Loading x number of CSV files into x number of unique tables of a database

  • Hi,

    This is my first time here so hope I am posting this at the right place. I recently started a new job which involves SQL scripting and loading tables into a database using SSIS within SSDT

    Is there a way to load multiple CSV files into a database such that a new table is created for every CSV file loaded. Hope the following explanation of a scenario paints a clearer picture

    Every month or so I receive a large number of excel file (anywhere from 40-100) from the client. I convert these excel files into CSVs after removing some unwanted header rows

    The composition of the files are such there are different groups of files where each group contains information for different department or business. The structure of the files within a group are the same but vary from group to group, i.e Group1 files have the same structure and so on. The files are named

    Filename1_Group1.csv

    Filename2_Group1.csv

    Filename3_Group1.csv

    Filename1_Group2.csv

    Filename2_Group2.csv

    Filename3_Group3.csv ......

    Once I have the CSVs ready, the following are the steps I perform using SSIS in SSDT. (Note that I repeat these for each and every file that it has now become muscle memory but it is extremely time consuming!)

    Step 1 : I add a single data flow task and click on the Data flow tab in ssdt

    Step 2: I then drag and drop "Flat File Source" and "OLE DB Destination" into the canvas. I create a connection by joining the blue line from the flat file source to the OLEDB destination controls. I name the Destination "Filename1_Group1"

    Step 3: I then double click on the flat file source, add Filename1_Group1.csv, change Text Qualifer to  " . Next, I go to the Advanced properties in the flat file connection manager editor and change  the output column width to 800 for all the columns and then click "OK"

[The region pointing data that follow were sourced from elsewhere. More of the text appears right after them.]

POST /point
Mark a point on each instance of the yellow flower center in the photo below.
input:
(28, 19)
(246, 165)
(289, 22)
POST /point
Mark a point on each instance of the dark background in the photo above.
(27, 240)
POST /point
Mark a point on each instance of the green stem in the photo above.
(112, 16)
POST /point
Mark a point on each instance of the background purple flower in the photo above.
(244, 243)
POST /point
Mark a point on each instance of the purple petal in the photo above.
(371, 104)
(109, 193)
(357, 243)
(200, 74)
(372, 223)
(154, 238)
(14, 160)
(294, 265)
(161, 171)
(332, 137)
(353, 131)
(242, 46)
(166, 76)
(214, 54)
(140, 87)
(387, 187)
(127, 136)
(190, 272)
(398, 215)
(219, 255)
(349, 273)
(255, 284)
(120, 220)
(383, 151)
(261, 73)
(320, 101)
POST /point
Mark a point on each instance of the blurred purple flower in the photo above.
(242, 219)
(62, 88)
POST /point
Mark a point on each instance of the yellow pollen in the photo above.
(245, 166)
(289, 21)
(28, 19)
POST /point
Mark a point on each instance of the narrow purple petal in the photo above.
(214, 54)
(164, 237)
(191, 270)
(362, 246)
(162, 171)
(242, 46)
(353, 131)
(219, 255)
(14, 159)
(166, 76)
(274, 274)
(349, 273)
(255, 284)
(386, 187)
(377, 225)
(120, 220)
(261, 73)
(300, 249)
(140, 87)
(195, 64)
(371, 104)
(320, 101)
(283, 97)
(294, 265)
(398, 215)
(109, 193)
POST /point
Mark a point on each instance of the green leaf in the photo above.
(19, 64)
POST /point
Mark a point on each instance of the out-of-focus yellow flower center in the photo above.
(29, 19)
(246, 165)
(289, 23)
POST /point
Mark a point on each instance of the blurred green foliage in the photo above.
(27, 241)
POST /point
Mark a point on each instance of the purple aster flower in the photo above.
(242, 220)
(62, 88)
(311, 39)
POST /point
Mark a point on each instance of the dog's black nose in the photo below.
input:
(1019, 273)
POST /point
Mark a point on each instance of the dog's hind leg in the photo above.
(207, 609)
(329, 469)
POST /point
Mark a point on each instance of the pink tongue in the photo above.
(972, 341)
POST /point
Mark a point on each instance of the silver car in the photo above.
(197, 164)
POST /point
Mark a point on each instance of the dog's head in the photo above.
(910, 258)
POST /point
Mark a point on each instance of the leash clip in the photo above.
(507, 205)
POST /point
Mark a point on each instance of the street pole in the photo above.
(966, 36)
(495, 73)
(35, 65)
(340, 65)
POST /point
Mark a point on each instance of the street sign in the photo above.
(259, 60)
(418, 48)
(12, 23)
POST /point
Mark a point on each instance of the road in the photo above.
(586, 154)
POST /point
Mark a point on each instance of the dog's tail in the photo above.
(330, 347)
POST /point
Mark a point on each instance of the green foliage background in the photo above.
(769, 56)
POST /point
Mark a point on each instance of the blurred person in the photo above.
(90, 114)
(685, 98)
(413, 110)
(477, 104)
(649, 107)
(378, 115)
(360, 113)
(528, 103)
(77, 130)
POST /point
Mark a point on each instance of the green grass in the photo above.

    Step4 : In the Advanced Editor for Flat File Source window, I click on the Component Properties tab and enter "OrgFilename" in the FileNameColumnName properties button and then click OK

    Step5: I open the OLE DB Destination editor, click New and then select the relevant database (the database remains the same for all the files). I then select "Table or view-fast load" from the Data access mode drop down options and click on NEW which opens up the Create Table window

    Step 6:  In the Create table window I add an identifier column at the beginning of the query by writing this code Id_num IDENTITY(1,1) and click OK

    Step 7: I click on the Mapping property to see if the columns are mapped correctly and then click OK

    Step 8: I click on Start which then executes the process and loads Filename1_Group1.csv in to the specified database. This then creates a new table named Filename1_Group1 in the database

    What I have described here is just for one file. I have to do this for a very large number of files and, as you can see, it is definitely not a feasible method to do this

    Is there a way to improve this process such that the data flow performs these steps for all files within a specific folder. As different groups have different structures, would this still be possible. Even performing these tasks in batches will save me a lot of time and effort

    Thanks in advance!

     

     

  • EDIT

    As this might be a long read, here is the TL;DR version

    I want to upload multiple csv files into an SQL database such that a new table is created for every file that has been uploaded. The CSVs are grouped such that files belonging to the same group have the same structure. With every file that is created, a FileNameColumnName called OrgUnit is added in the advanced editor section of the flat file source and an identity column is added in the destination oledb

  • Discounting the Excel thing for now, a little work in T-SQL will allow you to read the row header from each file, figure what's there, and assign it to the "structure" group you speak of, to do a BULK INSERT into a table based on whatever naming convention you need including the name of the file itself along with a date and time or whatever.  You don't even need to have SSIS installed, IMHO (and I've never had to).  And, it can do all the things you ask like applying your OrgUnit and IDENTITY columns auto-magically.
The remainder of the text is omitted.